ReviewNuclear retinoid receptors and the transcription of retinoid-target genes
Introduction
Vitamin A and its active derivatives referred to as retinoids are non-steroid hormones which play a critical role in the development and homeostasis of virtually every vertebrate tissues through their regulatory effects on cell differentiation, proliferation and apoptosis Ross et al., 2000, Altucci and Gronemeyer, 2001a. It has long been established that retinoids exert their action by regulating the expression of specific subsets of genes within target tissues. However, it is only during the last 15 years that the understanding for retinoids action rapidly increased, subsequently to the cloning of nuclear retinoid receptors and the identification, within the promoters of retinoid-responsive genes, of elements exhibiting a high affinity for these receptors (for review, see Chambon, 1996, Laudet and Gronemeyer, 2001, and references therein). Then these nuclear receptors have been shown to work as ligand-activated transcription activators in a spatiotemporal specific manner during embryonic development.

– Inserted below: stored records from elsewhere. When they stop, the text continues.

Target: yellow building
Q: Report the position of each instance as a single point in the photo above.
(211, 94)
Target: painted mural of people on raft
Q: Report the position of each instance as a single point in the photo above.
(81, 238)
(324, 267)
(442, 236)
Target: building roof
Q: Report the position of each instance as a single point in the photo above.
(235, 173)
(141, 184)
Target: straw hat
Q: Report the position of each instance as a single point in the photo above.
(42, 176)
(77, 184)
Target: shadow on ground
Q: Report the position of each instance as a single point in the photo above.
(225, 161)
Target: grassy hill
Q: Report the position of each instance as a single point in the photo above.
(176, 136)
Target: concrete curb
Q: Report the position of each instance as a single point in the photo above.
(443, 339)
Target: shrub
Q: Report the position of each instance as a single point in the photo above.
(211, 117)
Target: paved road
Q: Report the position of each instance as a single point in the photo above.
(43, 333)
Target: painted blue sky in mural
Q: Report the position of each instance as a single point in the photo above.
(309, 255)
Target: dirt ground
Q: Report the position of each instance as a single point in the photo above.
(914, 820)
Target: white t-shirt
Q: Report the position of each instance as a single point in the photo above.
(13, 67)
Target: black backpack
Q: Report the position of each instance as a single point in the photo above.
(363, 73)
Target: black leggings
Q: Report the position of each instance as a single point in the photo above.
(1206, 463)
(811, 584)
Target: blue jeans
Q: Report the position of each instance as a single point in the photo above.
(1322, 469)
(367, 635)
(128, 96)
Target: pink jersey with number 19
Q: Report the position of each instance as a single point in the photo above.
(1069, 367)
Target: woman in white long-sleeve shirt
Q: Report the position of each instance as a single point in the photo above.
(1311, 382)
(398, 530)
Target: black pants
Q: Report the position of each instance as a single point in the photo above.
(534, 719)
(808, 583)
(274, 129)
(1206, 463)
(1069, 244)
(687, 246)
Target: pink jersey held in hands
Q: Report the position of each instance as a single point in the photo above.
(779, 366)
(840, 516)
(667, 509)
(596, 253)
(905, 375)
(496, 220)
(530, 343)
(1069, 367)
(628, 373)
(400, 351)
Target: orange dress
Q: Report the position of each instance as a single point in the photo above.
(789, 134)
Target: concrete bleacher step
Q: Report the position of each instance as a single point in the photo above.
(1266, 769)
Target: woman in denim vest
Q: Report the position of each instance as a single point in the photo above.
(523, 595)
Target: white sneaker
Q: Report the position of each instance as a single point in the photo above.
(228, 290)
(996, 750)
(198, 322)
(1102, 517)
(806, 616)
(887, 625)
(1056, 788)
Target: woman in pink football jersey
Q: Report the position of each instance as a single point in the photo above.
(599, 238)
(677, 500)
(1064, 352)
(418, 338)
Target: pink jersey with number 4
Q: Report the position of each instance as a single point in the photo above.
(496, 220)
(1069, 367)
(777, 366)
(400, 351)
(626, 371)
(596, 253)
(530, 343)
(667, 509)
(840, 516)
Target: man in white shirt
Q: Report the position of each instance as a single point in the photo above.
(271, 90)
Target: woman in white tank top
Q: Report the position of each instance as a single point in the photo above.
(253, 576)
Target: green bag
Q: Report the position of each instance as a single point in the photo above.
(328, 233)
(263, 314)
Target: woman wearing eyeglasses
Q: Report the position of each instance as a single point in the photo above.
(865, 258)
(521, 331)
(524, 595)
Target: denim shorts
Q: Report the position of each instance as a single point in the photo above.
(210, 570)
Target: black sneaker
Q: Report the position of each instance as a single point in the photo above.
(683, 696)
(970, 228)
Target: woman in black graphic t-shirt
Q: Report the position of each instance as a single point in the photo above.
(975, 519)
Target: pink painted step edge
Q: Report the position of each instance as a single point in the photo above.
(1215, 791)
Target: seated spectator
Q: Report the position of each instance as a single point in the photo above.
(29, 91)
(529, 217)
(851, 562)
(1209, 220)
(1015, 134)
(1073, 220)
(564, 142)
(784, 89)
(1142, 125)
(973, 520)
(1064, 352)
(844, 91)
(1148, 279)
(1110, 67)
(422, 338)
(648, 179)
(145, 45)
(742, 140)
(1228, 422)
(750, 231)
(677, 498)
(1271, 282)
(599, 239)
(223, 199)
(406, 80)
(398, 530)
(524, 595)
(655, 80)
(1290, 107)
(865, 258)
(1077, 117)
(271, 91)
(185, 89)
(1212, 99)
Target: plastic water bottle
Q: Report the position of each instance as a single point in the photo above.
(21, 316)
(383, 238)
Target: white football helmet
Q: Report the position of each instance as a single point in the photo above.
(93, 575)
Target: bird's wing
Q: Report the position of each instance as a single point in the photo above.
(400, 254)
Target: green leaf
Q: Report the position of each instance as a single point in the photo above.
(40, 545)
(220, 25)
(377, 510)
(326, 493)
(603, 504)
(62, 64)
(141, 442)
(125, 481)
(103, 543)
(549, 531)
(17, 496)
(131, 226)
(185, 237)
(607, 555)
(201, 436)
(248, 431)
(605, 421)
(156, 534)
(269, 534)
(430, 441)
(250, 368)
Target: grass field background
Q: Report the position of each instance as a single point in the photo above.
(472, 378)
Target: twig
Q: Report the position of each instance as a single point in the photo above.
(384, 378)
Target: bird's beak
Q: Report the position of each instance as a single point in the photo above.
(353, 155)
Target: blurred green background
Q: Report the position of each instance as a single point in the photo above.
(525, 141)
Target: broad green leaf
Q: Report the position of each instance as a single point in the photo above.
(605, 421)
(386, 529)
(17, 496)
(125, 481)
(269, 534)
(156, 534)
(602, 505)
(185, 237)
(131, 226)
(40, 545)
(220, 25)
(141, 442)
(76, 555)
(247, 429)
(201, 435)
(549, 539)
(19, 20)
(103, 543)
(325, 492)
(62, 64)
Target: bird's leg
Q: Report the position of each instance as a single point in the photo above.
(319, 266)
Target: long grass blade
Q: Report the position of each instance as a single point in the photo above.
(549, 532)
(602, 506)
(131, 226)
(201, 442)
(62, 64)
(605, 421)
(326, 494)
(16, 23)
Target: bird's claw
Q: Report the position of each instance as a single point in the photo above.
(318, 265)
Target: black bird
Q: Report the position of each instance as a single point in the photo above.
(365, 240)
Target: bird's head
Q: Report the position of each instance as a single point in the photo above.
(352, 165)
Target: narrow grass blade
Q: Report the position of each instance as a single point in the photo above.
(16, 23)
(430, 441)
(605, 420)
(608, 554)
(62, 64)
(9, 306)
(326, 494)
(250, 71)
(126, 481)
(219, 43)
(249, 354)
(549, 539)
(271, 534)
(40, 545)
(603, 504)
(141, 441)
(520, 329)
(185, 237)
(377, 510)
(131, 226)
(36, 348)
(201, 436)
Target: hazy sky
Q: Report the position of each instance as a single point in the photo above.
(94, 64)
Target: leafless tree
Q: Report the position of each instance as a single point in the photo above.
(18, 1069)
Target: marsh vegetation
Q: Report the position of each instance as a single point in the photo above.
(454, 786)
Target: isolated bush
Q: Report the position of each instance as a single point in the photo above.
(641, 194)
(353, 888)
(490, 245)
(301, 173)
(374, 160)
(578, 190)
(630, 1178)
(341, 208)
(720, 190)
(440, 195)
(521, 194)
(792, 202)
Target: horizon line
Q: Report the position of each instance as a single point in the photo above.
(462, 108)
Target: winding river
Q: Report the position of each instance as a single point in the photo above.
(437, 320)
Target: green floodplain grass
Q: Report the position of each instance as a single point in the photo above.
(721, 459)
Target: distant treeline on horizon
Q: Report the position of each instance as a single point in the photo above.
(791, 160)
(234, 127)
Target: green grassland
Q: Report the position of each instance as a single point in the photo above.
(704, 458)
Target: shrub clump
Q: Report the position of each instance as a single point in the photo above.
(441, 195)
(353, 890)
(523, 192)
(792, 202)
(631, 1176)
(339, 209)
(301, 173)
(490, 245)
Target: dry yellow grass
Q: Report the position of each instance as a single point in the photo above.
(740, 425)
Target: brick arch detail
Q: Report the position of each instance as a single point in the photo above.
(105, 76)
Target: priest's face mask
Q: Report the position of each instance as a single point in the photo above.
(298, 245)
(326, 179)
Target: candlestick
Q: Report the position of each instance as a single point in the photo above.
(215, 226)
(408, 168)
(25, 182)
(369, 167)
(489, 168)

During the last decade, the molecular rationale for retinoid receptors action has been facilitated by the identification of the DNA- and ligand-binding domains (DBD and LBD, respectively) (Chambon, 1996), and by the determination of their crystal structure (Renaud and Moras, 2000). Moreover, a number of studies demonstrated that they have to contend with repressive chromatin structures in order to activate gene expression. Indeed, as most target genes are initially silent and packed in a dense chromatin structure, liganded retinoid receptors recruit a battery of intermediary proteins, including coactivators, chromatin remodellers and modifyers which act in a coordinated and/or combinatorial manner to decompact chromatin and direct RNA polymerase II (RNA Pol II) and the general transcription factors (GTFs) to the promoter (Dilworth and Chambon, 2001).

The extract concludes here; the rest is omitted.